Mathematicians have their own "God", the innate belief in the universality and inevitability of mathematics, and there is no hard evidence for its truth, only their self-serving testimony. But, at least as likely is the scenario that there is no [mathematical] God, and along with genuine, explainable identities, like Analytic Index=Topological Index, and Moonshine, there are at least as many times when the coincidence is indeed a coincidence. I call it contingent beauty. Why do four colors suffice? Just Because!. Why is the Optimal Packing of 3D oranges face-centric cubic? Just Because!. Why is 25 the smallest size of a party in which you are guaranteed that either you can find five people who mutually love each other or four people who mutually hate each other? Just Because! Why are (decimal) digits 3-6 identical with digits 7-10 of e? Just Because!

Take for example the first Rogers Ramanujan identity that states that a certain class of integer partitions has the same number of elements as another class of partitions. None of the existing proofs is convincing to most mathematicians, since, as Hardy put it, they are "essentially verification", and while logically implying its truth, they do not "explain". But I know many prominent mathematicians who keep trying to find such a "deeper" explanation. Maybe they would find it, but maybe not! There is a very good chance that this too is true Just Because!

Another striking example, that motivated this piece, is an amazingly simple conjecture due to Ira Gessel, that a certain class of lattice walks is enumerated by a very simple closed-form formula. Many leading enumerators, for example, Ira Gessel himself, and Mireille Bousquet-Melou, couldn't find any proof, let alone an "explanation". In a recent article, I and my collaborators, Manuel Kauers and Christoph Koutschan, along with their very fast computer, proved it. The proof is so "ugly" that it is beautiful. But the take-home message is that, at least from our perspective, there is no a priori reason why the answer should be nice. "Religious" mathematicians would be sure that "if the answer is nice, there must be a nice reason for it". They may be right, but, just as possibly, they may be wrong. It is very possible that Gessel's conjecture is true Just Because! If you take other classes of lattice paths, their counting function will be extremely complicated, and morally, the Gessel walks should have been just as complicated, but it lucked-out, and turned out to be simple, Just Because!

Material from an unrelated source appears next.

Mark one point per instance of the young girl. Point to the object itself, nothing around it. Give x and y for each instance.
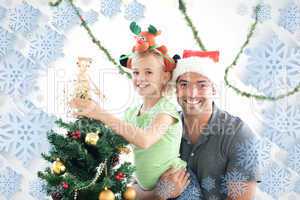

At the end of that article I am offering a prize of 100 dollars for a "short, human, computer-free proof". Unlike Erdös and other people who offer money for problems, I hope that no one would win it, since I believe (and hope!) that such a proof does not exist. But even if I do have to pay, it would only show that this particular case was not a good example of contingent beauty. But I strongly believe that there are lots of other examples, and that contingent beauty is just as prevalent as necessary beauty.